As a matter of note, in 1974 there was estimated to be 134,299 girls in forms 1 to 7. That same year 899 girls (0.67 percent) under the age of 16 got pregnant. Because of this small number, the laws were changed and the other 99.33 percent were introduced to sex education and suffered the effects of "some loss of innocence." (as above)

According to the FPA website it survived through its own funding efforts until 1972. It subsequently received some government support and was able to gradually open more clinics throughout New Zealand. Today FPA operates 12 education centres and has 30 outreach/school clinics and 30 clinical centres.

The FPA website cites that it is "also known for its research, training of health professionals and development of award wining resources. The Association provides policy advice to government and advocates for comprehensive, age appropriate sexuality education in schools and easier access to contraception for all New Zealanders."

Sex Education
FPA's response to NZ's rising abortion rates is to advocate more contraceptives, and sex education at increasingly lower ages. Yet, approxi- mately two thirds of unplanned pregnancies are due to contraceptive failure.
In line with IPPF policy FPA strongly supports the right of a woman, regardless of age, to consent to or refuse to consent to having an abortion, and believes that access to abortion services should be "free, legal, and safe."

In the mid-90s came concern about the accuracy and content of the information provided by counsellors attached to abortion clinics.
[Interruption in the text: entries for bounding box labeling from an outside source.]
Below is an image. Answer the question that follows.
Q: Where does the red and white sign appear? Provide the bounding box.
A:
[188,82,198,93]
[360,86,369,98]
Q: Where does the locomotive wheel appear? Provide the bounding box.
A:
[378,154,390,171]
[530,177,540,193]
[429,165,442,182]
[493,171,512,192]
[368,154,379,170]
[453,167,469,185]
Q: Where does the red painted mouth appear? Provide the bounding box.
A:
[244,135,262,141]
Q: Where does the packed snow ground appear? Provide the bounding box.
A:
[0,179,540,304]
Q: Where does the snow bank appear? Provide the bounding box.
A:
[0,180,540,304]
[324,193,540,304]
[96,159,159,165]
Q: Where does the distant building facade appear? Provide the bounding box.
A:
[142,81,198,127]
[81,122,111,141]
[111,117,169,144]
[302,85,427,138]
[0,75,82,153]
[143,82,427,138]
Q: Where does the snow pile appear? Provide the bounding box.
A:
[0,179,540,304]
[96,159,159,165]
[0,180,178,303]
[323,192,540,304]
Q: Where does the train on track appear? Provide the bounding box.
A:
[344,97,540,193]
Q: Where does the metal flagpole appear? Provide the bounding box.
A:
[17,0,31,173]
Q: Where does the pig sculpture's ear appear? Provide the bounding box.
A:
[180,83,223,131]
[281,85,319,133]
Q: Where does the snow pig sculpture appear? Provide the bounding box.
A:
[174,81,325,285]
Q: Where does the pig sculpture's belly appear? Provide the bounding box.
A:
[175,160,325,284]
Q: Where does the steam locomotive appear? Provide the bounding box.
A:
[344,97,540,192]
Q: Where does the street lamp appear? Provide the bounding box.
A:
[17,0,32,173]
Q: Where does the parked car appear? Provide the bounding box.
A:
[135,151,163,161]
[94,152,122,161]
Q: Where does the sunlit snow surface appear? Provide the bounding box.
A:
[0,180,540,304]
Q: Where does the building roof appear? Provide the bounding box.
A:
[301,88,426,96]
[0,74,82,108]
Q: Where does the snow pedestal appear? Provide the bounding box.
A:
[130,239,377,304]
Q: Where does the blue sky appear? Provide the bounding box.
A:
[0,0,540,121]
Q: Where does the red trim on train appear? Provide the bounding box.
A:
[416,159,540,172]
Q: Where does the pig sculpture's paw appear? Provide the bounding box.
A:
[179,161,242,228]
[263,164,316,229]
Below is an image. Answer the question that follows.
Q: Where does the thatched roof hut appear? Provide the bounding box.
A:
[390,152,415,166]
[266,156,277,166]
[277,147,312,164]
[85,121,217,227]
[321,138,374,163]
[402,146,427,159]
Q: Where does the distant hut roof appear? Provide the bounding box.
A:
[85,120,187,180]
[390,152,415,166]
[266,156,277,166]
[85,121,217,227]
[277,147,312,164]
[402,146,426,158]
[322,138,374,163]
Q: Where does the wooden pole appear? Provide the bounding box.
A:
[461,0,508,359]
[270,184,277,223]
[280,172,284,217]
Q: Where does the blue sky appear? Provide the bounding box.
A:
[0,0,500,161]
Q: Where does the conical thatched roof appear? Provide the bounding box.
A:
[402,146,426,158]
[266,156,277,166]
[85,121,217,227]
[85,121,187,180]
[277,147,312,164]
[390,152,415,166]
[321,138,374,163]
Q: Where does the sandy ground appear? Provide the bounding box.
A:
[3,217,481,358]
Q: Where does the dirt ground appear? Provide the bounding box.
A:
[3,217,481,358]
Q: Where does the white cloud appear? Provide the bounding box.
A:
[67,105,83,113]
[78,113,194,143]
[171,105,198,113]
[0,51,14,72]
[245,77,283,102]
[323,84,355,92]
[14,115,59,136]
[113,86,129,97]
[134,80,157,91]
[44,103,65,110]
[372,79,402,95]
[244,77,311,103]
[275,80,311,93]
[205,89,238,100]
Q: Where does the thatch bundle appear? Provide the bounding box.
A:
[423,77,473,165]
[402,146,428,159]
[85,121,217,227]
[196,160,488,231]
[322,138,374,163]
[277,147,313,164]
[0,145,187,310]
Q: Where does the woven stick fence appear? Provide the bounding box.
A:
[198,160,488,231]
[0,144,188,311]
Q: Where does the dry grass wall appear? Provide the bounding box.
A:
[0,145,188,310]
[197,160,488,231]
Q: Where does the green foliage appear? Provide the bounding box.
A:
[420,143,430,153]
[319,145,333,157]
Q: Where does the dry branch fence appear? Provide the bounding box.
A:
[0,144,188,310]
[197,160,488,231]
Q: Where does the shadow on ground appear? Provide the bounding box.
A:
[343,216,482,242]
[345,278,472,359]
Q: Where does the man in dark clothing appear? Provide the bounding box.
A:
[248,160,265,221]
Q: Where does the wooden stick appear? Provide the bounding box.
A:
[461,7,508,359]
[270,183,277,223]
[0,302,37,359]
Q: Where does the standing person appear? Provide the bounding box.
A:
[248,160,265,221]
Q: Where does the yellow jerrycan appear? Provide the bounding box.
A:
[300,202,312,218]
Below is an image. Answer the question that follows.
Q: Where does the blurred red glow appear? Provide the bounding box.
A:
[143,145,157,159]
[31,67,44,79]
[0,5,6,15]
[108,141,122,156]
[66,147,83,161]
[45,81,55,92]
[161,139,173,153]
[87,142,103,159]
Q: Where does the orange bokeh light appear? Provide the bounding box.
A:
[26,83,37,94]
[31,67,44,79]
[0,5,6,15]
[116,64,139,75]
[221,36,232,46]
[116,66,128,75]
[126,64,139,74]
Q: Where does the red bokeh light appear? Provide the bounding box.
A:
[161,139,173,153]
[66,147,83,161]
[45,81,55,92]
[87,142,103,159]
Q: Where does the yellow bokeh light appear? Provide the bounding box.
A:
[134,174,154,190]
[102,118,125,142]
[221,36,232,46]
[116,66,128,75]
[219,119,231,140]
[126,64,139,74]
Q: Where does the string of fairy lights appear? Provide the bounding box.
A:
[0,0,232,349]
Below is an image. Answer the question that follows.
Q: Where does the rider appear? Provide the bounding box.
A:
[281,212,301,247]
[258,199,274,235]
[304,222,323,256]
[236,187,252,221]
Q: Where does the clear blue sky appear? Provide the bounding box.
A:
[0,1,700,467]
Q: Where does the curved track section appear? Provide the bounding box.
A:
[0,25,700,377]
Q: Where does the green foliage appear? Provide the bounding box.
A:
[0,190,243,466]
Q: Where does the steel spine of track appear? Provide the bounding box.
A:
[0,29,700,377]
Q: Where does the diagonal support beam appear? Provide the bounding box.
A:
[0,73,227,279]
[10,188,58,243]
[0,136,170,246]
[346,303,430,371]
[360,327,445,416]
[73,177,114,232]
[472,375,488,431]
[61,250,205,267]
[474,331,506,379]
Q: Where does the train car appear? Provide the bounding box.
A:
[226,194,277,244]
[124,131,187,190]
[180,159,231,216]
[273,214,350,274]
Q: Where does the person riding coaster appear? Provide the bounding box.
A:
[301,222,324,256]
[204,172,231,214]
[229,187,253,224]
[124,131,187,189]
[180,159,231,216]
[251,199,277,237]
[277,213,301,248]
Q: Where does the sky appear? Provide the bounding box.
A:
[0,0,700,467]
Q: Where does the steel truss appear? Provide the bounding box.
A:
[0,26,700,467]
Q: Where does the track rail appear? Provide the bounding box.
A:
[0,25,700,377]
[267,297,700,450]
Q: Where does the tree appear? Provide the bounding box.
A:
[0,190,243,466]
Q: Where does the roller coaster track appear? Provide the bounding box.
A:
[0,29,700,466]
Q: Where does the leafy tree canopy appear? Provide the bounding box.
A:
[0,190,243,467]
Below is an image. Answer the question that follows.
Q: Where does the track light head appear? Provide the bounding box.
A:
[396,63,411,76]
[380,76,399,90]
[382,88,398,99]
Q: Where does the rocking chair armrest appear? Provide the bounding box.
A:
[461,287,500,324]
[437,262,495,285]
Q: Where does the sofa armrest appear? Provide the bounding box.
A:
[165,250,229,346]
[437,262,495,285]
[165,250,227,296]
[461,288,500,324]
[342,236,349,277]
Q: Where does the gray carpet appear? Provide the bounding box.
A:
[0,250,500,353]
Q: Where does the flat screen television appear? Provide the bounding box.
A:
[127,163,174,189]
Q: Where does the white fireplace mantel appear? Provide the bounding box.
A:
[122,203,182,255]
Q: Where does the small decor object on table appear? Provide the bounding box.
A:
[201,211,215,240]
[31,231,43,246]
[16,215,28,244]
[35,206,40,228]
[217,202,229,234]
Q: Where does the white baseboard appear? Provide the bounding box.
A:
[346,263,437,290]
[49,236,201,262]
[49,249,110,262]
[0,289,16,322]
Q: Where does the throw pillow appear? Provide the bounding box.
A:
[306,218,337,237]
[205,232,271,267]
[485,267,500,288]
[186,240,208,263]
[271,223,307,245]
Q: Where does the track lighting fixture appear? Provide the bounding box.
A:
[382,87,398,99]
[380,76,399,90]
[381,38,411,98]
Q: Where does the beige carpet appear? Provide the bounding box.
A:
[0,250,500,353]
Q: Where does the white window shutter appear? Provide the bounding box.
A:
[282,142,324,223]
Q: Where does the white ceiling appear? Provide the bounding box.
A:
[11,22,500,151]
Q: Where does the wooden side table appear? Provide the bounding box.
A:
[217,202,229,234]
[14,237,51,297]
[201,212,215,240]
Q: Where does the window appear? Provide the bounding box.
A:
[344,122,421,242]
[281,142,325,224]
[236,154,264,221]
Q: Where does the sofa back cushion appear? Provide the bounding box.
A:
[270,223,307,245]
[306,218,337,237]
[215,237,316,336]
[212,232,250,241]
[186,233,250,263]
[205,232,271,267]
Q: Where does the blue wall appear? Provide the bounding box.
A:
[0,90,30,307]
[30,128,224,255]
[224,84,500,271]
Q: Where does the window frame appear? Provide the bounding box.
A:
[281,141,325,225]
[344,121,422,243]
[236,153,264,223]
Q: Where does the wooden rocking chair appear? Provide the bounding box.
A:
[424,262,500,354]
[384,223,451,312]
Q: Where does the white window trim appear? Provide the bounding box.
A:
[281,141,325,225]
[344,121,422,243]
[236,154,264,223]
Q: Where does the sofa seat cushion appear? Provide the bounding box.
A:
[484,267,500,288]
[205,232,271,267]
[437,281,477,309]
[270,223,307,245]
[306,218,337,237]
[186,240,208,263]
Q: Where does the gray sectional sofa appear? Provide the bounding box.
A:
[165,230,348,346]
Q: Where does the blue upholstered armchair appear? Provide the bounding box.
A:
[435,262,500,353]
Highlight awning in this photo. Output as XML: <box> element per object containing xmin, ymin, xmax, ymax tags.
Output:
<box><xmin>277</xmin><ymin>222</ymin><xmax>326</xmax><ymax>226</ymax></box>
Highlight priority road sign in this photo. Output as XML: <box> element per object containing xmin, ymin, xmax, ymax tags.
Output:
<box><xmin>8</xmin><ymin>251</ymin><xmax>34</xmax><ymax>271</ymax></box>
In September 1998, the Ministry of Health published 25,000 copies of an 18-page booklet entitled "Considering an Abortion? What are your Options?"

A working party in Auckland had been commissioned to write the draft. The members were Dr John Taylor, who had recently retired after years as the chief operating surgeon at the Epsom Day abortion clinic, Dr Christine Roke, a senior official of the NZ FPA, and Annetta Moran, a secondary school teacher and a member of the national executive of SPUC.

The 25,000 booklets were sent to GPs around the country and the feedback indicated they were acceptable and proving useful.

However, FPA executive director Dr Gill Boddy-Greer (PhD), strongly objected to the (Nielsen) foetal photographs and said on a TV programme, the Holmes Show, that the photos were a distortion. Abortion opponents claimed that the photographs were denounced by the FPA because they (the photos) accurately portrayed the foetus to look 'human.'

The FPA returned their copies to the Ministry, as did counselling staff at abortion clinics around the country. The Ministry then declined to print further copies and has maintained this policy despite repeated requests.

Parental Notification
Natural Fertility NZ and Family Planning NZ have signed a memorandum of understanding that will see the two organisations work together in areas of common interest.
New Zealand FPA Executive Director, Dr Gill Greer, said greater commitment to family planning and reproductive health programmes is needed in developing countries to slow population growth, improve maternal and child health, and protect against sexually transmitted infections (STIs) including HIV/AIDS.

"We know from the rest of the world's experience that countries that been most successful in reducing poverty have also done the most in reducing high levels of population growth by meeting reproductive health needs." (IPPF website, news reports - 21 Aug'03)

FPAID receives funding from the David and Lucille Packard Foundation which enables them to continue "to develop international projects and raise awareness in relation to the International Conference on Population and Development Programme of Action and the Millennium Development Goals."

Many private Foundations support population control through contraceptive and abortion programmes such as those developed and used by FPA.